Daily Digest | Tencent quakes on state media takes

Hey there. It’s Brady.

I recall playing Tetris and Super Mario Land on my Game Boy, Street Fighter and Sonic on my friends’ consoles, and Doom on my family’s first computer. Video games were a part of my childhood, and they’re still something that I return to every now and then.

Parents typically determine how young children play games—the titles, the amount of time spent mashing buttons in front of a screen to make pixels do things. When Chinese state media labeled video games as “spiritual opium” in an article that was quickly retracted then reposted in the evening with softer language, I wondered, not too seriously, am I an addict?
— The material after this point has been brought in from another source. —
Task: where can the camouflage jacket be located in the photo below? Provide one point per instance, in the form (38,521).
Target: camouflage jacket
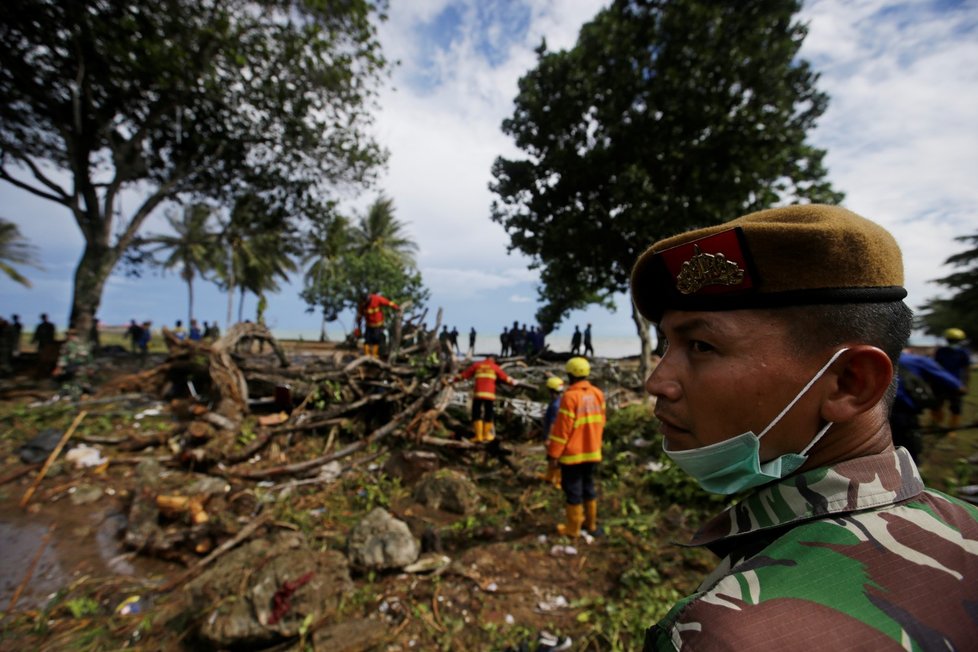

Game design has made leaps and bounds since my days of piecing Alexey Pajitnov’s building blocks into snugly fitting rows, and I do believe that some video games, especially casual mobile games, are designed to keep players glued to their graphics, rewards meted out every step of the way for continual endorphin blasts. Internet and game addiction are real.

Tencent responded to the article quickly—and drastically. It called on the entire industry to prohibit children under the age of 12 from accessing video games. Maybe it’s just theater, playing along with a poorly written op-ed, but Tencent’s statement made me wonder how regulators and video game companies in China think about the role of parents and guardians in a child’s upbringing.
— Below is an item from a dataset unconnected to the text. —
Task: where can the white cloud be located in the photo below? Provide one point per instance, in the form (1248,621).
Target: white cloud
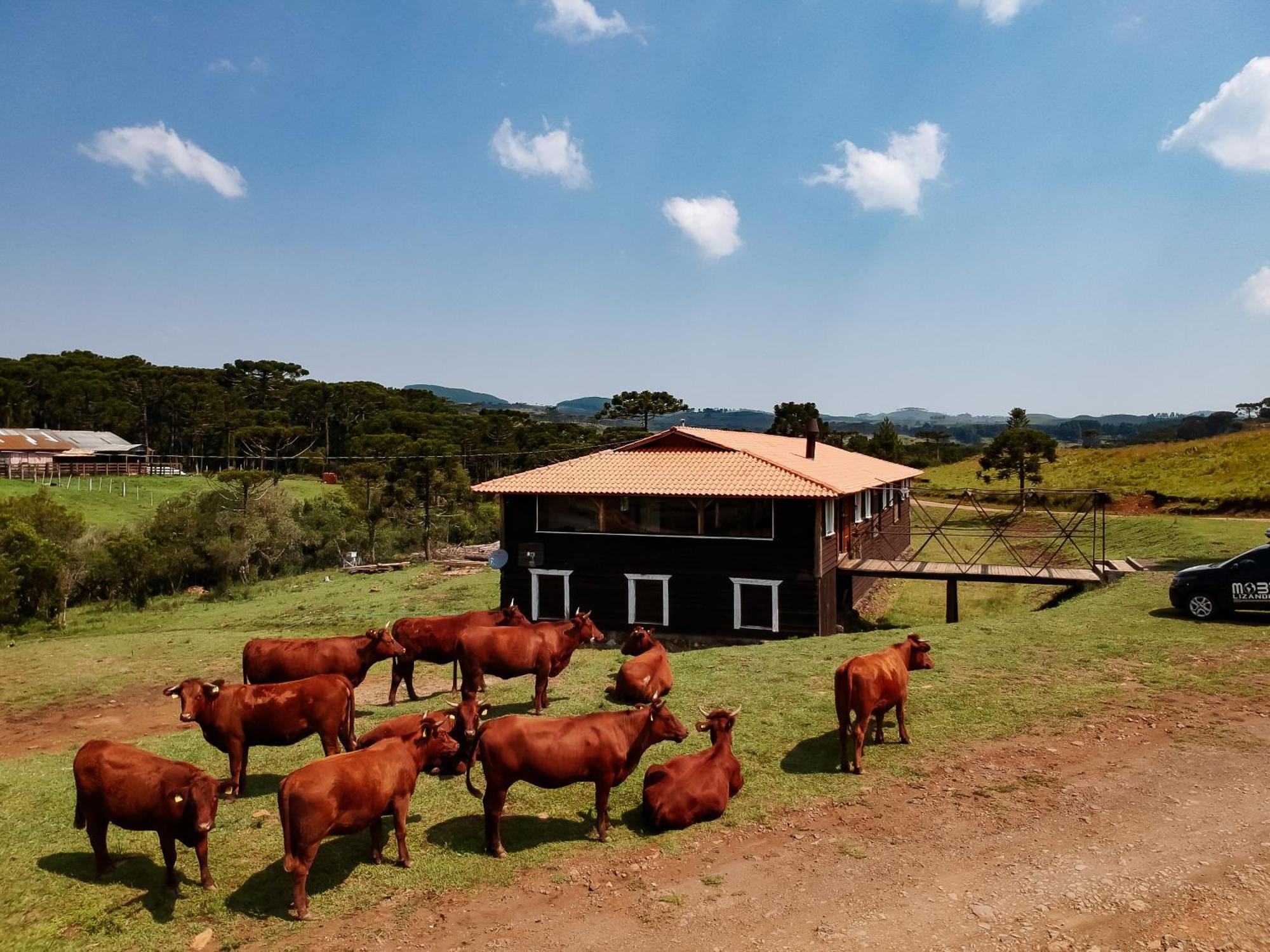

Anyway, here’s a stat that illustrates confidence in Tencent at the moment: its stock price reached a peak in January, when the company edged near USD 1 trillion market cap, but its current price point is more than 40% below that mark. This isn’t just about video games. It’s also about smackdowns due to Tencent’s aggressive M&A strategy and exclusive deals with music labels.

Almost surely, more hits are on their way.